Five facilities set up by UNDP with Korean funding provide certified training in solar and wind energy to improve job prospects for refugees and their Turkish hosts
İskenderun, 2 August 2021 – Hundreds of Syrian refugees and their Turkish hosts will gain the skills they need to find jobs in Turkey’s rapidly expanding solar and wind power sectors thanks to a new network of renewable energy laboratories established by the United Nations Development Programme (UNDP) in partnership with the Turkish Ministry of National Education. The first five provinces – Bursa, Hatay, Mersin, Kocaeli and Konya – were selected for their renewable energy potential and the presence of large numbers of refugees.
The Republic of Korea is providing USD 2.2 million to fund the initiative. In addition to the USD 1.7 million funding allocated for 2019 and 2020, an additional USD 500,000 has been granted to scale up the activities to more provinces and beneficiaries in 2022.
“Training people to work in Turkey’s renewable sector is an investment in a green future,” said UNDP Resident Representative Louisa Vinton, speaking at the official launch of the Iskenderun, Hatay laboratory on Friday (30 July). “This initiative will help Syrian refugees and their Turkish hosts gain the skills they need to find good jobs and support their families while giving a boost to an emerging economic sector with a growing need for skilled labour.”

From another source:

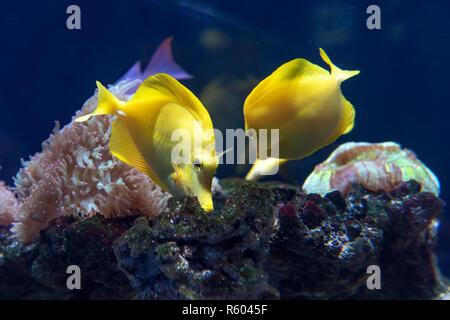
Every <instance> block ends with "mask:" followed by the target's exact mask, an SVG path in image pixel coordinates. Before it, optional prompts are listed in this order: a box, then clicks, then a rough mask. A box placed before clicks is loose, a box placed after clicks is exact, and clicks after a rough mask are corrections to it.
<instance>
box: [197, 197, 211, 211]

The laboratories will offer a new 247-hour curriculum that was designed specifically for the programme; it incorporates training in the manufacture, installation and maintenance of solar and wind power systems. At least 500 Syrians and Turkish peers – one-fourth of them women – are expected to complete the course by March 2022. Graduates will receive official certification from the Lifelong Learning Department of the National Education Ministry.
“For Turkey to remain a competitive economy, we need a continuous effort to master new skills,” said Yusuf Büyük, Director General of the Department. “This initiative reflects a broader commitment to ensure that our workforce is ready to perform the jobs of the future.”

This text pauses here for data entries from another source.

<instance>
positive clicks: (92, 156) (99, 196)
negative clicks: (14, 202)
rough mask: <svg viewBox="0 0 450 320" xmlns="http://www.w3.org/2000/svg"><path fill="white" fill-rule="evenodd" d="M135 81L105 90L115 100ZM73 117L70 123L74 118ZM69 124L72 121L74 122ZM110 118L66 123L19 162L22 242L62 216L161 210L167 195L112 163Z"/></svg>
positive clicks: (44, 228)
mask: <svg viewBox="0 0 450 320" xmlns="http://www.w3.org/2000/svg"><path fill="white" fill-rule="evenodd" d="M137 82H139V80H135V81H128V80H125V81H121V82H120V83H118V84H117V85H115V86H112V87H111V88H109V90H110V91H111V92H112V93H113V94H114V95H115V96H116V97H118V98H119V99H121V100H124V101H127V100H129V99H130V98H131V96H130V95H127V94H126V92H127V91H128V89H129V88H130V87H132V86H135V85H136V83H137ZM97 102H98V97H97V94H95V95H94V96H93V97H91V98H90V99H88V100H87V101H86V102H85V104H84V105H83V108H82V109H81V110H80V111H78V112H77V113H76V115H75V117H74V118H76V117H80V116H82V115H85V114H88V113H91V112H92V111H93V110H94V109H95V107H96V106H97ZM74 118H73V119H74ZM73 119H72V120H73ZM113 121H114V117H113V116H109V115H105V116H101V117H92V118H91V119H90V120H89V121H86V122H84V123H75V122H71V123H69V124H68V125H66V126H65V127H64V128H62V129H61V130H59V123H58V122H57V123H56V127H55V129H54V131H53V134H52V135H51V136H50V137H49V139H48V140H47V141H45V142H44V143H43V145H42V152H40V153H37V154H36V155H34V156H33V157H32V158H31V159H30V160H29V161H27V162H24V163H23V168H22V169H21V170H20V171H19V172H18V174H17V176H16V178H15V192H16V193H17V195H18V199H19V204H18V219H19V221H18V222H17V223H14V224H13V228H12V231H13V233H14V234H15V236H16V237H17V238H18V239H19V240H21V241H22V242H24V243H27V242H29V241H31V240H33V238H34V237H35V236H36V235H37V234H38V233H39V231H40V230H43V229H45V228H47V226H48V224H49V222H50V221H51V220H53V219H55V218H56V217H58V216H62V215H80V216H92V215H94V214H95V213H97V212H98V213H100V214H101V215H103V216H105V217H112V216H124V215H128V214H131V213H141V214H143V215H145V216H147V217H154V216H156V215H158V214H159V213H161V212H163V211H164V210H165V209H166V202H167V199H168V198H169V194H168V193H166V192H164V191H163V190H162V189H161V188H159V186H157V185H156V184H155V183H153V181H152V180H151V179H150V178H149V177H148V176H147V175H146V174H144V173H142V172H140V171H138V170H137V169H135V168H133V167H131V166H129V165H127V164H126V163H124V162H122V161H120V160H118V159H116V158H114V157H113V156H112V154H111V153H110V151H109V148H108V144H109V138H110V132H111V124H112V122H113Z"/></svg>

“Korea is proud to contribute to this innovative initiative, which will promote the self-reliance of Syrian refugees while also addressing the needs of unemployed people in Turkish host communities,” said Kang Jung, Deputy Chief of Mission of the Korean Embassy.
The five renewable energy laboratories combine theoretical instruction with hands-on practice. All have been outfitted with state-of-the art equipment for use by trainees, including solar panels, wind turbines, automation systems, electrical and electronics infrastructure, and occupational health and safety equipment. The labs are also meant to serve as research and development resources for local universities, the private sector and civil society.

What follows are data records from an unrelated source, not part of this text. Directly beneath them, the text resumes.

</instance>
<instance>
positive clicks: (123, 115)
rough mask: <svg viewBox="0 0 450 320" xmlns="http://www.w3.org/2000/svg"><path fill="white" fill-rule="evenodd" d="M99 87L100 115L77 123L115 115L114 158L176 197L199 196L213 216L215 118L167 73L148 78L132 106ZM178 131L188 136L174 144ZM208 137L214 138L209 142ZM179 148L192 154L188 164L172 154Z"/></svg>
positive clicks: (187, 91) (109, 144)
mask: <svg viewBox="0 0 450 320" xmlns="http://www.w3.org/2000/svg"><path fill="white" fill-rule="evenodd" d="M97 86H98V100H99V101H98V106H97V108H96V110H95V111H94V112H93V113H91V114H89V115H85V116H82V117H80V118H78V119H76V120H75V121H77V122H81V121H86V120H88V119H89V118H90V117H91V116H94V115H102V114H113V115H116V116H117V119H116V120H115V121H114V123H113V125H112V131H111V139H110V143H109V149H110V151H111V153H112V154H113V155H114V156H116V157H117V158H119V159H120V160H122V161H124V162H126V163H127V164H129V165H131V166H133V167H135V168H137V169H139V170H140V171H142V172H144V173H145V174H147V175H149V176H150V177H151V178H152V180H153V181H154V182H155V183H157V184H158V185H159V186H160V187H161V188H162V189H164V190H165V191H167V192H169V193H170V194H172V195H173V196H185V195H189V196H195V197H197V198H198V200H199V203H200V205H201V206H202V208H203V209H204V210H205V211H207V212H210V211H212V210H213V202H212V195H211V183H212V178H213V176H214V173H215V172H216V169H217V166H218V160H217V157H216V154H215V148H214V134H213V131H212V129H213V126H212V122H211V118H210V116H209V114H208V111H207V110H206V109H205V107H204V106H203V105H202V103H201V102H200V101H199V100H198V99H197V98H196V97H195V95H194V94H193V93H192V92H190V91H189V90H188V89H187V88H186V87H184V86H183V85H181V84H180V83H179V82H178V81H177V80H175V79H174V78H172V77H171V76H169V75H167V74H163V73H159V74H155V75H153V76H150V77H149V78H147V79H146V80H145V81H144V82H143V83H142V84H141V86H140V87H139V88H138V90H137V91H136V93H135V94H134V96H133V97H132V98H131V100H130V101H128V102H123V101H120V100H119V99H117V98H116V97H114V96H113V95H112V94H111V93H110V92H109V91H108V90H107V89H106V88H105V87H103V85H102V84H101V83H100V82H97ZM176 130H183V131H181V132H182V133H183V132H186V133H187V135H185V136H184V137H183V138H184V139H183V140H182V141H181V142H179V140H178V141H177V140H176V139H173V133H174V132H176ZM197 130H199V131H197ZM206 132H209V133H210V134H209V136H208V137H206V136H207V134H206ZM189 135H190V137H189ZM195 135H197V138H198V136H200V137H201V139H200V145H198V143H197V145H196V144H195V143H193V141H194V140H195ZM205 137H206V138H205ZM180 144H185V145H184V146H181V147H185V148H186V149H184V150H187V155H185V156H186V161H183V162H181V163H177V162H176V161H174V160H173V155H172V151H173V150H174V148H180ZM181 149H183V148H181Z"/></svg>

The new Iskenderun facility is located at the heart of the Iskenderun Organized Industrial Zone and on the premises allocated to the Iskenderun Public Education Centre, which provides a wide variety of technical and vocational training to local adults, including Syrians resident in the district, under the Ministry of National Education’s lifelong learning approach.
The training in renewable energy skills is just one component of a larger USD 75 million UNDP programme dedicated to improving livelihoods for Syrian refugees and their host communities, supporting the delivery of public services and promoting social cohesion.